La créance ainsi établie portera intérêt au taux légal, en application de l’article 1231-6 du Code Civil, à compter du commandement de payer du 31 octobre 2023 sur les sommes dues à cette date, soit 1.292,27 euros, et à compter du présent jugement pour le surplus.
Sur les autres demandes
Mme [H] [E], qui succombe à l’instance, devra supporter la charge des dépens.

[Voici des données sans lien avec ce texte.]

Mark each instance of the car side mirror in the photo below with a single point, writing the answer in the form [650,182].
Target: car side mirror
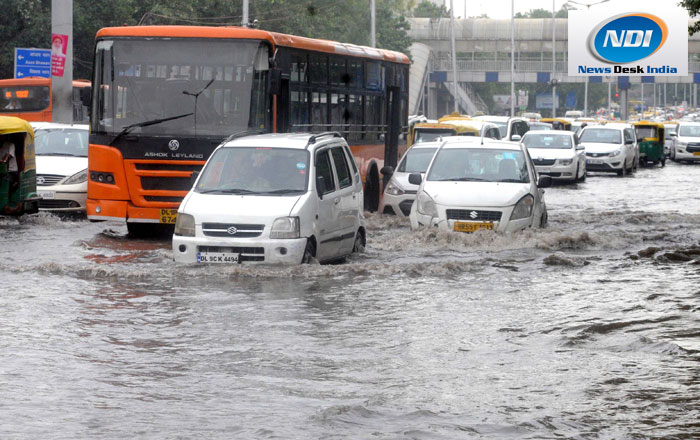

Il n’apparaît cependant pas conforme à l’équité, compte tenu notamment de la situation économique respective des parties, de la condamner à payer une quelconque somme au titre de l’article 700 du Code de Procédure Civile.
Par ailleurs, la présente décision est de droit exécutoire à titre provisoire en application de l’article 514 du Code de Procédure Civile.
PAR CES MOTIFS,
Le Juge des Contentieux de la Protection,
Statuant publiquement par jugement réputé contradictoire en premier ressort, rendu par mise à disposition au greffe,
CONSTATE la résiliation du bail conclu le 04 août 2022 entre la S. A. AUVERGNE HABITAT et Mme [H] [E] à compter du 31 décembre 2023,
ORDONNE, faute de départ volontaire incluant la restitution des clefs, l’expulsion de Mme [H] [E] ainsi que tout occupant de son chef, du local sis 18 place Paul Eychart, Sitka, pav.2 à CLERMONT-FERRANDF (63000), si besoin est avec l’assistance de la force publique et d’un serrurier, dans les formes et délais prévus par les articles L. 431-1 et suivants et R. 411-1 et suivants du code des procédures civiles d’exécution, et conformément à l’article L. 433-1 du même code, à procéder à l’enlèvement de tous les biens mobiliers garnissant les lieux loués et à les faire entreposer dans tel local de son choix aux frais et périls des parties expulsées,
CONDAMNE Mme [H] [E] à payer à la S. A. AUVERGNE HABITAT la somme de 4.853,29 euros au titre de l’arriéré locatif arrêté au 06 septembre 2024, comprenant les loyers, charges et indemnités d’occupation jusqu’à l’échéance du mois d’août 2024 incluse, outre intérêts au taux légal à compter du 31 octobre 2023 sur la somme de 1.292,27 euros, et à compter du présent jugement pour le surplus,
DÉCLARE irrecevable comme non soumis au contradictoire des parties le surplus des demandes de la S. A. AUVERGNE HABITAT au titre de l’arriéré locatif,
FIXE l’indemnité d’occupation sans droit ni titre due par Mme [H] [E] à la somme mensuelle de 634 euros, à compter de la résiliation du bail et au besoin la CONDAMNE à verser à la S. A. AUVERGNE HABITAT ladite indemnité mensuelle à compter du mois de septembre 2024 et jusqu’à complète libération des lieux,
DÉBOUTE la S. A. AUVERGNE HABITAT de sa demande fondée sur l’article 700 du Code de Procédure Civile,CONDAMNE Mme [H] [E] aux dépens de l’instance comprenant le coût de l’assignation, de sa notification à la préfecture et celui du commandement de payer du 31 octobre 2023
RAPPELLE que la présente décision est de droit exécutoire à titre provisoire,
DÉBOUTE la S. A. AUVERGNE HABITAT du surplus de ses demandes.
Ainsi fait, jugé et mis à disposition au greffe de la juridiction aux jour, mois et année susdits. En foi de quoi le jugement a été signé par le Juge des Contentieux de la Protection et le greffier.